Ever since the US-India civilian nuclear energy cooperation agreement, the Pakistani establishment has been demanding a similar deal from the US.
After explicitly rejecting such demands for long, the Obama administration might also be changing its position on this critical issue. The US ambassador to Pakistan, Anne Patterson, has been reported to have suggested that the US was 'beginning to have a discussion with the Pakistan government' on the country's desire to tap nuclear energy.
It should therefore not come as a surprise that after recent disclosures about nuclear 'black marketeer' A Q Khan's links to the Iranian nuclear programme, the Pakistani government has now filed a petition in the court seeking to investigate Khan.
Khan had disclosed recently that Pakistan gave Iran drawings related to a nuclear bomb, parts of centrifuges to purify uranium and a secret worldwide list of suppliers.
Though it is unlikely that there will be any movement on this issue anytime soon, the Obama administration clearly is not in a position to ignore the demands of the Pakistani security establishment at this critical juncture in its Afghanistan endeavour.
It has already effectively marginalized India in Afghanistan. In its desperation to get out of Afghanistan, the Obama administration might be taking an approach that will do more harm than good over the long-term.
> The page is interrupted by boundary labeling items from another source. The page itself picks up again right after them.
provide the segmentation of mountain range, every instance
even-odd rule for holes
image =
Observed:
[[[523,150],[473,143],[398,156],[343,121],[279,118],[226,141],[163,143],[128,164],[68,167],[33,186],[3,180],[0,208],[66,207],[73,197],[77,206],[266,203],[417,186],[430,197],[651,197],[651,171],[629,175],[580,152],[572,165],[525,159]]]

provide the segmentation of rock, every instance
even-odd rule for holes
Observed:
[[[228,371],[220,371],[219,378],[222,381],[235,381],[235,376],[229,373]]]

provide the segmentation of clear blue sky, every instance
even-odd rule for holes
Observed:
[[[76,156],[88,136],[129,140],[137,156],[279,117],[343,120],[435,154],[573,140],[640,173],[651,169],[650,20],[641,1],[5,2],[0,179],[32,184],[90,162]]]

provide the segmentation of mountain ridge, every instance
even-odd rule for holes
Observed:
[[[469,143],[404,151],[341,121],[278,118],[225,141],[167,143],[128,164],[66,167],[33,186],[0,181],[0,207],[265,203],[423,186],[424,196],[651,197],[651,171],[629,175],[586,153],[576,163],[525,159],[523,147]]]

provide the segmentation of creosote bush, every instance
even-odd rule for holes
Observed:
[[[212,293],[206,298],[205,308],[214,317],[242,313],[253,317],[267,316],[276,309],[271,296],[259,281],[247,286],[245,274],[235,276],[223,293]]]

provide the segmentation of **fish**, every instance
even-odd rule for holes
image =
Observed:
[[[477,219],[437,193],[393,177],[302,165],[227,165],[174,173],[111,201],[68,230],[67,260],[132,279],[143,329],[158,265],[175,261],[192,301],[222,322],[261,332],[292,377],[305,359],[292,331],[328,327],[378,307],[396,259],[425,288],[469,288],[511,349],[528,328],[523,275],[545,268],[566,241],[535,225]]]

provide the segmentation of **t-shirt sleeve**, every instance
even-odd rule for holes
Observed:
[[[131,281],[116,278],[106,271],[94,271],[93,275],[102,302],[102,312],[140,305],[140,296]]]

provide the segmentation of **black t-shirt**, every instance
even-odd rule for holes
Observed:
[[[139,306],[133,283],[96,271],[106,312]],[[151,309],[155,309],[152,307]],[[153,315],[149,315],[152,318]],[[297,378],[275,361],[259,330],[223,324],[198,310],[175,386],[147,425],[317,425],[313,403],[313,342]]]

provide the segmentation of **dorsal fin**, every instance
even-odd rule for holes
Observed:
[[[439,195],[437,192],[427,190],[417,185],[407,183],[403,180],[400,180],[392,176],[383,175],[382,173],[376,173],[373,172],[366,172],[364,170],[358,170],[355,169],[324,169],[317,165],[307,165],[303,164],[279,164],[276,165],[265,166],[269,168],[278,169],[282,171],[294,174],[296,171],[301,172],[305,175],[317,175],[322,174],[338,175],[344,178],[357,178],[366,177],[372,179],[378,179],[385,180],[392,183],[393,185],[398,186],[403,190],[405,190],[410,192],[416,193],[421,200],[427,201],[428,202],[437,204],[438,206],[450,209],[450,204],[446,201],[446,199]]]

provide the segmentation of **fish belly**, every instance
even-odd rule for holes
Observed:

The biggest challenge comes from the rapid ascendancy of the Pakistani military in the nation's power structure and as a corollary in shaping Pakistan's strategic agenda in recent months.
Instead of helping the civilian government to get traction, Washington itself has pulled the rug from under its doddering feet. By relying on the Pakistani military to secure its short-term ends in Afghanistan, the US has made sure that the fundamental malaise afflicting Pakistan -- the militarisation of the Pakistani state -- will continue to afflict Pakistan and South Asia will grave implications for sustainable long-term peace in the subcontinent.
India cannot be expected to make peace with a security establishment in Pakistan that continues to raise the bogey of the 'Indian threat' to justify retaining its predominance over the Pakistani polity.
It is time for New Delhi to up the ante and make it clear to the US that vital Indian interests cannot be taken for granted. America's credibility as a serious partner in India's fight against terrorism is increasingly in doubt.
India should underline that another terrorist attack will force New Delhi to respond. India cannot be expected to take care of American interests when its own interests are getting ignored consistently.